Comment by GetStucco
2007-01-17 11:26:29

Get ready for a paper glut to match the housing glut. Can’t these folks see the problem with trying to reflate the bubble? Or do they think it is just fine if everyone owns a second ghost tract home out in the middle of the southwest desert? I am having a hard time grasping the logic here…
—————————————————————————————————–
Fed can’t pop a developing housing market bubble: Mishkin
By Greg Robb
Last Update: 1:00 PM ET Jan 17, 2007

NEW YORK (MarketWatch) - The Federal Reserve shouldn’t try to prick a housing market bubble, but should be prepared for possible sharp reversals in prices to ensure they do not do serious harm to the economy, said Fed governor Frederic Mishkin on Wednesday. “Because subsequent collapses of…asset prices might be highly damaging to the economy, as they were in Japan in the 1990s, should the monetary authority try to prick, or at least slow the growth of, developing bubbles? I view the answer as no,” Mishkin said in remarks prepared for delivery to the Forecasters Club. But Mishkin added: “I do think that central banks can ensure that sharp movements in the prices of homes or other assets do not have serious negative consequences for the economy.” Mishkin was talking hypothetically about asset bubbles. While he said there has been an extraordinary run-up in U.S. home prices over the past decade, he added it was “extremely hard to say whether they are above their fundamental value.”

“The job of the Federal Reserve is to take away the punch bowl just when the party starts getting interesting.”

http://en.wikipedia.org/wiki/William_McChesney_Martin,_Jr.

 
Comment by Jas Jain
2007-01-17 11:42:13


Americana: A funny Video Worth Watching

http://www.youtube.com/watch?v=HCkYfYa8ePI

Ignorance of “educated” Americans on the subjects of economics, investments, and political systems, is mind-boggling.

Jas

 
Comment by crispy&cole
2007-01-17 13:25:40

Thanks to the tipster: Funding America is no more

http://bakersfieldbubble.blogspot.com

Comment by GetStucco
2007-01-17 13:42:17

The picture says it all — a final farewell between employees leaving an empty new building.

 
 
Comment by sleepless_in_seattle
2007-01-17 14:15:50

Found a property for sale across the street from my b.i.l. in LV craigslist. asking price of $923K, zillow estimates it to be $723K..owner is moving out of state. hmm. soon to be foreclosed if it’s not sold within 6 months. doubt it has any equity in it.
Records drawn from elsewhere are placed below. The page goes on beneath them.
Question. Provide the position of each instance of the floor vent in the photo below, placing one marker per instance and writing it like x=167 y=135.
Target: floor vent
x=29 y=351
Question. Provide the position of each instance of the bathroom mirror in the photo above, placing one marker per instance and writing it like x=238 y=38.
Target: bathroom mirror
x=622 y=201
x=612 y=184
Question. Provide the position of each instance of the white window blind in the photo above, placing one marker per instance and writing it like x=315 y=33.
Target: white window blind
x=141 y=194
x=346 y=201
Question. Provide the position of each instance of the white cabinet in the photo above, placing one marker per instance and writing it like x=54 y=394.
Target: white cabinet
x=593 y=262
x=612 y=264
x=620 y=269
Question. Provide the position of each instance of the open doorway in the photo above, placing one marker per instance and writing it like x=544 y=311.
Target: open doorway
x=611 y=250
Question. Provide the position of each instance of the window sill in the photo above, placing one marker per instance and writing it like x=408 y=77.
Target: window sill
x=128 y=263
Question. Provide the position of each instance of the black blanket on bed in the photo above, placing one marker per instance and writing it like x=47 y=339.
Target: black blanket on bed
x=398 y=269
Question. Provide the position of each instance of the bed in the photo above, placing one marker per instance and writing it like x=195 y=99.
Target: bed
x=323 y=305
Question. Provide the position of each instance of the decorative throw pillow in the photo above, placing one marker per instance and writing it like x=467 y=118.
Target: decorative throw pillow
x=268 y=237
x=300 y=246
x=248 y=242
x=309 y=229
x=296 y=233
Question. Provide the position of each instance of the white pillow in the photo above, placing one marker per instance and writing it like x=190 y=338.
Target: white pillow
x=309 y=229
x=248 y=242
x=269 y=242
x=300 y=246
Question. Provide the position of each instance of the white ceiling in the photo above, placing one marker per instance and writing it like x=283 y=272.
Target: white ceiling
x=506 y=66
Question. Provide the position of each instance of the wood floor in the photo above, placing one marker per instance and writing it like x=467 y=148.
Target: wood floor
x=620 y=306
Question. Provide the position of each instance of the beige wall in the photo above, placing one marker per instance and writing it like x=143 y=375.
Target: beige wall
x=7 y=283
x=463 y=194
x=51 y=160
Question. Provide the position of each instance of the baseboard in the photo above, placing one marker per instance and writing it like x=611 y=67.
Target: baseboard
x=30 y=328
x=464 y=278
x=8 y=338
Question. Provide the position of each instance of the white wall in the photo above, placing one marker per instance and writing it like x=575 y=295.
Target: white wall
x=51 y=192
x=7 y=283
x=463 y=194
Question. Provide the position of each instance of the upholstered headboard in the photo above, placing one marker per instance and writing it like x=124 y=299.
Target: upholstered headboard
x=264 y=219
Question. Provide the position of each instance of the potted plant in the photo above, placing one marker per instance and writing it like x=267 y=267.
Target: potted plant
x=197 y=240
Comment by sleepless_in_seattle
2007-01-17 14:16:42

8XXX luna sera

 
 
Comment by mad_tiger
2007-01-17 14:21:47

Upping the ante in the commercial real estate arena. While the Vornado $52/share bid is richer, it is 40% stock while Blackstone’s $48.50/share bid is all-cash. Although REIT Vornado is the lead investor on this bid, the REIT index is looking more and more like a play on private equity without the lock-up period:

Vornado Confirms Bid For Equity Office Properties >VNO

DOW JONES NEWSWIRES
January 17, 2007 4:52 p.m.

DOW JONES NEWSWIRES

Vornado Realty Trust (VNO) confirmed it submitted a proposal with Starwood Capital and Walton Street to acquire Equity Office Properties Trust (EOP) for $52 a share or unit, payable 60% in cash and 40% in Vornado shares.

The bid comes just two weeks before rival Blackstone Group’s $20 billion buyout offer was slated to close.
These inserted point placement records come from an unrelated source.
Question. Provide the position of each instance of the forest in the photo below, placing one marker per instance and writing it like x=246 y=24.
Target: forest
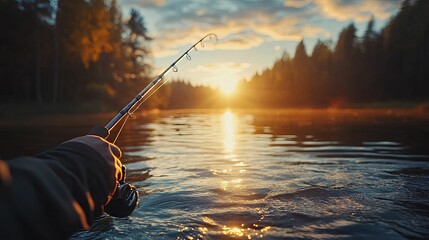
x=84 y=52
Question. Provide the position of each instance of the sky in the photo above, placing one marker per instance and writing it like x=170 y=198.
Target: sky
x=252 y=34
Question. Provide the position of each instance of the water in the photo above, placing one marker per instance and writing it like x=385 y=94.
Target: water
x=298 y=174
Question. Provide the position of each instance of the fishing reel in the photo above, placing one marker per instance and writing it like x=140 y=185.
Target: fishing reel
x=124 y=200
x=126 y=197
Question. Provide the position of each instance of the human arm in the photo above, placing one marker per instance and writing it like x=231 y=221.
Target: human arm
x=58 y=192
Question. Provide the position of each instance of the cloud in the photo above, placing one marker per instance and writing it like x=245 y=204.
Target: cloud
x=296 y=3
x=244 y=25
x=219 y=74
Vornado expects to fund its share of the bid with debt and the issuance of$10.6 billion in shares and units.

At closing, Vornado would acquire and retain half of EOP’s assets located in the major markets on the east and west coasts; Starwood and Walton would acquire the remaining assets.
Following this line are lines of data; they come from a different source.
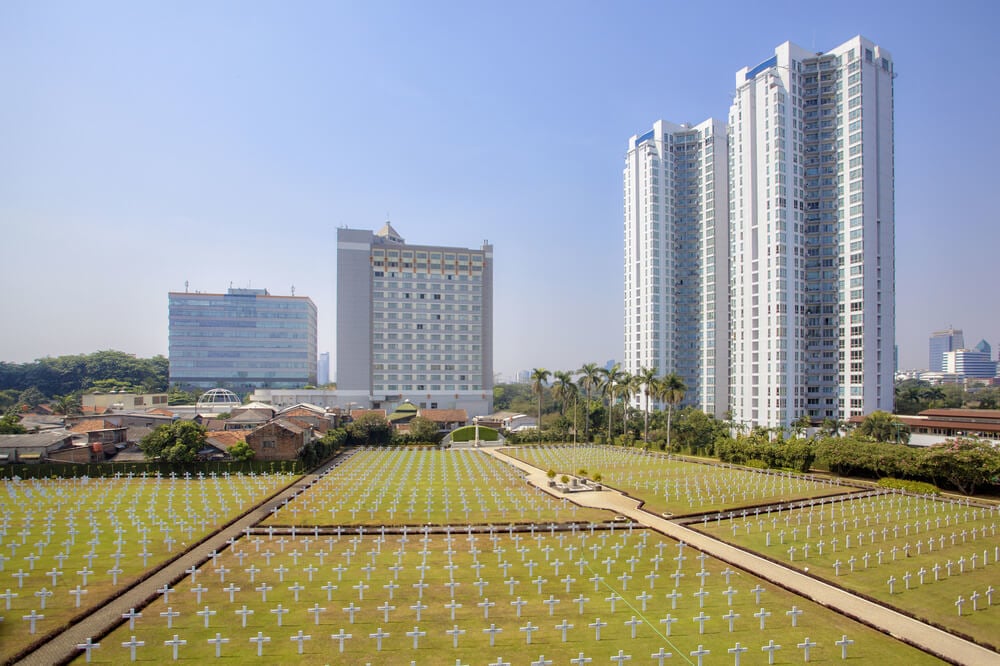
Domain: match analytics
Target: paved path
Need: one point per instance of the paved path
(61, 648)
(914, 632)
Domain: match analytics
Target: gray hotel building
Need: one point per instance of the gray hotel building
(414, 322)
(241, 340)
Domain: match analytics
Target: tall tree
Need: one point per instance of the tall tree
(647, 376)
(562, 389)
(176, 442)
(589, 378)
(610, 379)
(672, 390)
(539, 377)
(631, 385)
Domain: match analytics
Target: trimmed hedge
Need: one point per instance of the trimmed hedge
(909, 486)
(468, 434)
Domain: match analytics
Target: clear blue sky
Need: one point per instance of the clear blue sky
(145, 144)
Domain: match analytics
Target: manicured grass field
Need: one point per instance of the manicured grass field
(668, 485)
(58, 536)
(419, 486)
(416, 590)
(912, 536)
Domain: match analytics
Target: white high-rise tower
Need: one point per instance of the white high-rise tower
(812, 291)
(676, 264)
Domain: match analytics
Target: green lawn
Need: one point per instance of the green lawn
(678, 487)
(53, 525)
(419, 486)
(350, 561)
(885, 523)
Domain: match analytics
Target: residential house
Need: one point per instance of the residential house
(279, 440)
(33, 447)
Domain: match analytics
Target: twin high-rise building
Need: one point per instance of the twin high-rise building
(808, 303)
(677, 258)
Vornado expects this transaction would boost its funds from operations.

 
Comment by plysat
2007-01-19 12:54:22

Here’s a fun game for ya… I (being obsessed :-) ), check ZIP Realty daily in an area about 2 miles around 90048 (L.A.). Since the first of the year, about 1-2 houses a day get listed in each of about 10 zip codes. for these, I click the “estimated value” link to see recent sale prices. the vast majority of new listings were bought in the last 2-3 years. Of course, they’re asking more than they paid, but in a lot of cases… not that much (ex- paid 1.3 million, asking 1.45). IMHO, this ain’t gonn work out too well for them, since houses similar to these higher priced ones (owned for longer) are coming on at just over 1 million or less. Try it in your nieghborhood. Flippers trying to “beat” the Spring rush?